TwinTownBisonFan wrote:UNI88 wrote:
TTBF, there is something that you are missing ... The government does not have an unlimited ability to raise revenues. The higher the tax rate the lower the incentive to achieve and advance one's self. Unchecked greed can be a bad thing but greed by itself is not necessarily bad. Greed along with pride can push people to accomplish things and these accomplishments create companies/jobs and advancements (medicine, clean energy).
I've preached this before but where would we be without Reagan's tax cuts? Would Bill Gates and Paul Allen have taken the risks to create Microsoft and all of the jobs, millionaires and technological advancements? Or would Bill have mentally decided that it wasn't worth it and taken a job at IBM where he would work and retire as a Director after making $150K/year? What about Michael Dell? Larry Ellison? You can't assume that raising taxes will have no impact on risk-taking and innovation.
It might seem like smoke and mirrors or voodoo economics but raising taxes can actually reduce government revenue and hurt the economy. There is a hidden cost to higher taxes that should be recognized and accounted for.
The great conservative misnomer that increased taxation will reduce the incentive to achieve...
Yes, Gates and Allen would have... because they developed their programs for their own egoes as much as for money... i seriously doubt someone like Gates would say to himself "well, I would develop a superior operating system to revolutionize the role of the computer in daily life... but marginal tax rates will limit my wealth to only 30 billion dollars..."

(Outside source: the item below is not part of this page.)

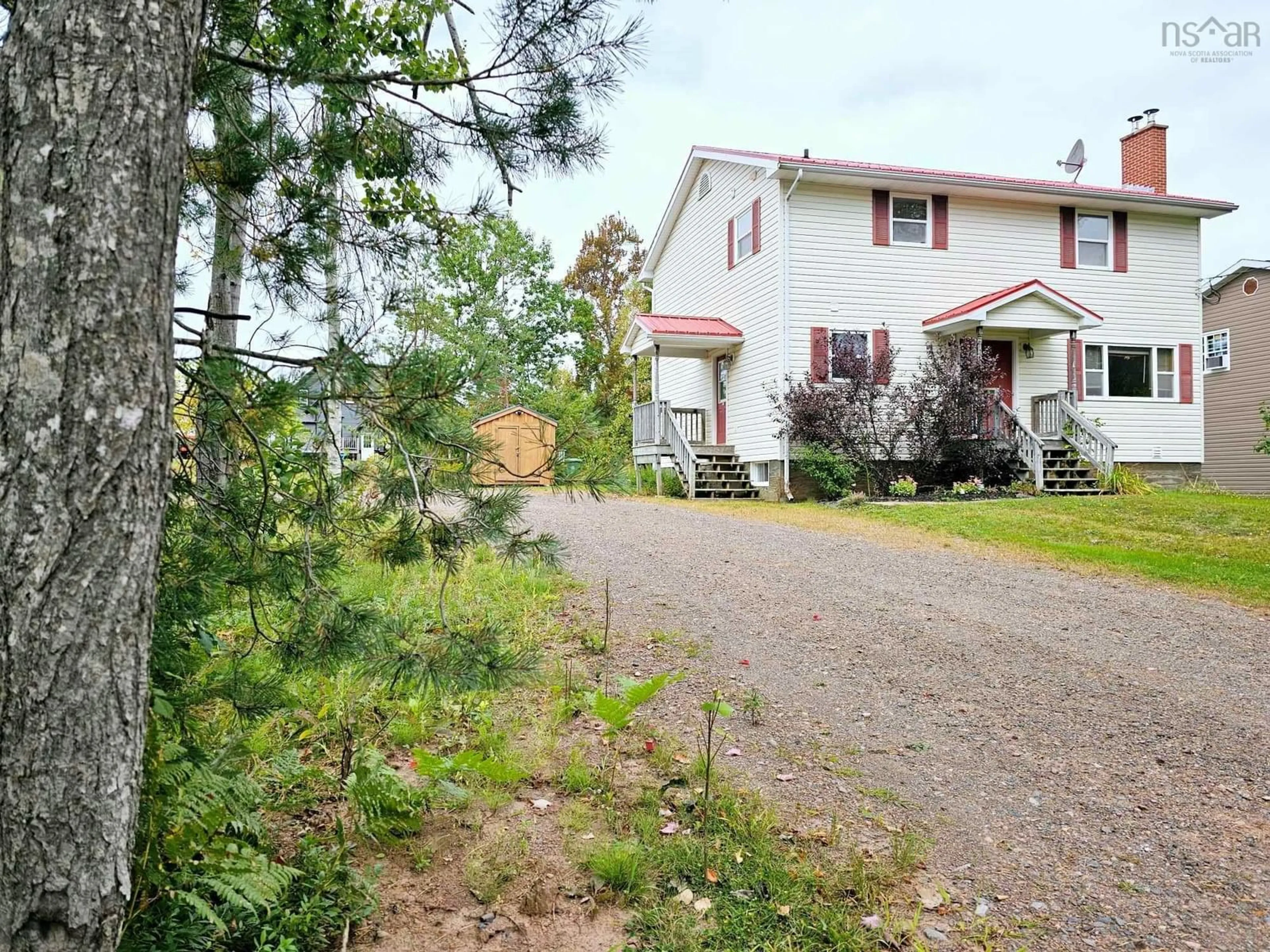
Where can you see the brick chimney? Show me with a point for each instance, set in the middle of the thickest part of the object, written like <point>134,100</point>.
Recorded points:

First, Gates & Allen were examples. I wasn't literally talking about just them. Their egos would have likely driven them to do what they did regardless but there are thousands and thousands of people out there with ideas for a new product, medicine, etc. Some of them will work and some of them won't. But higher taxes will causes some of those thousands not to try to develop their product and start a business. There is a cost in lost jobs and missed opportunities for solutions that could make our lives better (could a replacement for the internal combustion engine or a cure for cancer be delayed as a result).
Second, Cleets Part Deux is exactly right in that it isn't just about taxation but about how the money is spent. The great liberal misnomer that increased taxation will allow the government to make everyone's lives better. The bigger the government gets the less efficient it is. A smaller government could probably put $0.70-0.80 of every $1.00 in taxes to work for its citizens but the more you ask a government to do the more bloated it gets and the more you spend on bureaucracy until eventually you're only spending $0.20-0.30 of every $1.00 in taxes on actual programs. IMO, a $1.00 spent by a reasonably regulated private sector is going to be much more effective than a $1.00 spent by the government.
Asking government to make everything fair and level is asking for the country to be like the ship in WALL-E!